Model the components directly

So, what do I propose instead? Instead of trying to combine variables into a lossy, unprincipled socioeconomic status construct, model the components directly, according to the causal role each is supposed to play with respect to the outcome at hand. We don’t expect the ratio of the impact of the variables to be the same for every outcome. For some things, education has an outsized effect; for others, income does. If you’re going to use socioeconomic status, then your model’s assumptions should be stated and its implications tested.

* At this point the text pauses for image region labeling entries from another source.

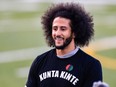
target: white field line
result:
[0,36,116,63]
[0,47,50,63]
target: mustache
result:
[55,36,64,39]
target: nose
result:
[54,28,61,36]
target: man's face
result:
[52,17,73,49]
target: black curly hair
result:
[41,2,94,47]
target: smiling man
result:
[26,3,102,87]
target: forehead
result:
[52,17,71,26]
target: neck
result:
[56,41,76,56]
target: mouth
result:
[54,36,64,41]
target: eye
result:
[52,26,58,31]
[61,26,67,31]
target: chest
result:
[38,56,84,87]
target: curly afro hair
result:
[41,3,94,47]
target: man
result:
[26,3,102,87]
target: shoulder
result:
[78,49,100,64]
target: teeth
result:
[55,37,63,40]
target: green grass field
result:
[0,3,116,87]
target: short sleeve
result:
[84,60,102,87]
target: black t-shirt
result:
[26,49,102,87]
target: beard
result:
[54,34,72,50]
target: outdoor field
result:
[0,0,116,87]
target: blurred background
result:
[0,0,116,87]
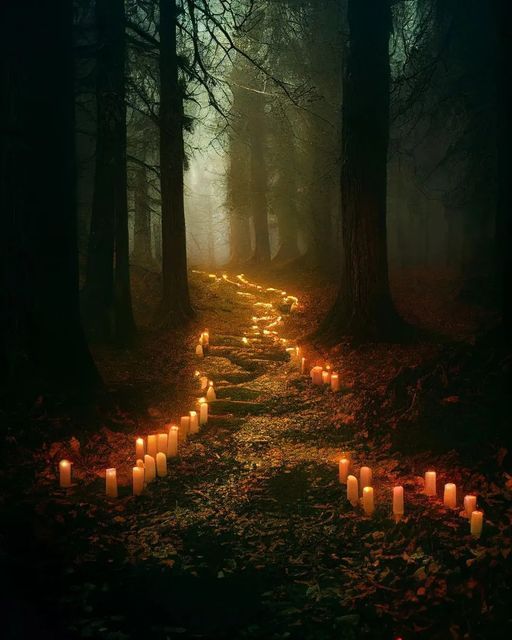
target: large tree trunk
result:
[159,0,193,324]
[0,0,100,394]
[83,0,135,344]
[320,0,399,339]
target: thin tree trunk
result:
[0,0,100,395]
[320,0,399,339]
[159,0,193,324]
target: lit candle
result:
[59,460,71,489]
[144,453,156,484]
[339,458,350,484]
[167,425,179,458]
[359,467,372,491]
[178,416,190,442]
[147,435,158,458]
[363,487,375,516]
[425,471,437,496]
[157,433,167,453]
[135,438,146,458]
[470,510,484,538]
[132,466,144,496]
[347,476,359,507]
[206,380,217,402]
[443,482,457,509]
[105,469,117,498]
[188,411,199,433]
[464,495,476,518]
[309,366,323,384]
[156,451,167,478]
[393,486,404,516]
[199,398,208,425]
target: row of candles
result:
[338,458,484,538]
[59,372,216,498]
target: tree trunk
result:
[159,0,193,324]
[84,0,135,344]
[320,0,399,339]
[0,0,100,395]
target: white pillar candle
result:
[178,416,190,442]
[135,438,146,458]
[132,466,144,496]
[157,433,167,453]
[206,380,217,402]
[347,476,359,507]
[363,487,375,516]
[443,482,457,509]
[188,411,199,433]
[105,469,117,498]
[167,425,179,458]
[470,511,484,538]
[199,398,208,425]
[156,451,167,478]
[338,458,350,484]
[425,471,437,496]
[464,495,476,518]
[147,435,158,458]
[393,486,404,516]
[359,467,372,491]
[59,460,71,489]
[144,453,156,484]
[309,367,323,384]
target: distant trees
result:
[0,0,99,395]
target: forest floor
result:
[0,272,512,640]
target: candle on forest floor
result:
[156,451,167,478]
[347,476,359,507]
[178,416,190,442]
[464,495,476,518]
[338,458,350,484]
[199,398,208,426]
[167,425,179,458]
[157,433,167,453]
[359,467,372,491]
[470,510,484,538]
[393,485,404,516]
[135,438,146,458]
[144,454,156,484]
[443,482,457,509]
[309,366,323,385]
[363,487,375,516]
[206,380,217,402]
[105,468,117,498]
[146,435,158,458]
[132,466,144,496]
[188,411,199,433]
[59,460,71,489]
[425,471,437,496]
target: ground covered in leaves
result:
[1,272,512,640]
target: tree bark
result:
[83,0,135,344]
[0,0,100,397]
[159,0,193,324]
[320,0,399,339]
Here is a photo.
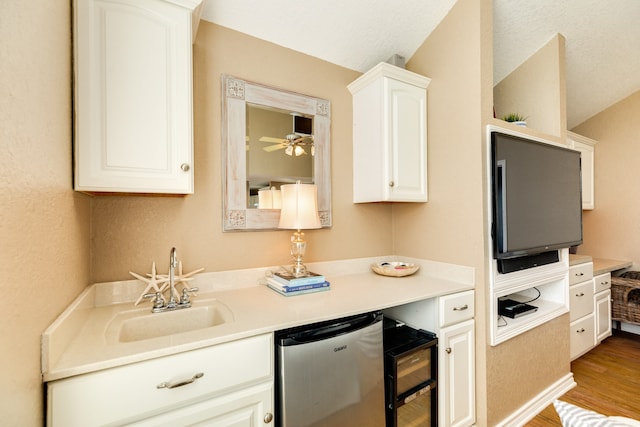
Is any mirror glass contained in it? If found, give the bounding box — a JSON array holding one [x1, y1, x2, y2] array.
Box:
[[222, 75, 331, 231], [246, 103, 315, 209]]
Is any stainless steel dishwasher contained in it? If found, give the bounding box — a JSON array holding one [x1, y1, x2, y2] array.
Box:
[[275, 312, 385, 427]]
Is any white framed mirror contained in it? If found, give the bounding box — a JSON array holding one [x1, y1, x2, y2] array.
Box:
[[222, 75, 331, 231]]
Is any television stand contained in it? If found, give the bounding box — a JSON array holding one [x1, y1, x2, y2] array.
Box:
[[497, 251, 560, 274]]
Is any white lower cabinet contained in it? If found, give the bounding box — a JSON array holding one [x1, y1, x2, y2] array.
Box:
[[438, 319, 475, 427], [128, 383, 273, 427], [384, 290, 476, 427], [47, 334, 274, 427], [593, 273, 612, 344], [570, 313, 595, 360], [569, 262, 596, 360]]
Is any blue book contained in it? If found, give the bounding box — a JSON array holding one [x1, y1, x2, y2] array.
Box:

  1. More flexible structural equation models can relax this assumption by including correlated residuals, additional latent variables, cross-loadings, or method factors. The point isn’t that reflective SEMs require every indicator correlation to be explained by a single latent construct, but that the basic reflective identification strategy gets information from the covariance structure among the indicators, while a purely formative model cannot determine its weights from the covariance structure. 

  2. For income, you still have to decide whether to use individual income, household income, equivalized household income, pre-tax income, post-tax income, current income, permanent income, wealth, assets, debt, local cost-of-living-adjusted income, and so on. For education, years of schooling is numerically convenient, but credentials are not really interval-scaled: the difference between 11 and 12 years of schooling is not necessarily comparable to the difference between 15 and 16 years, and educational meaning also varies by e.g., country and period.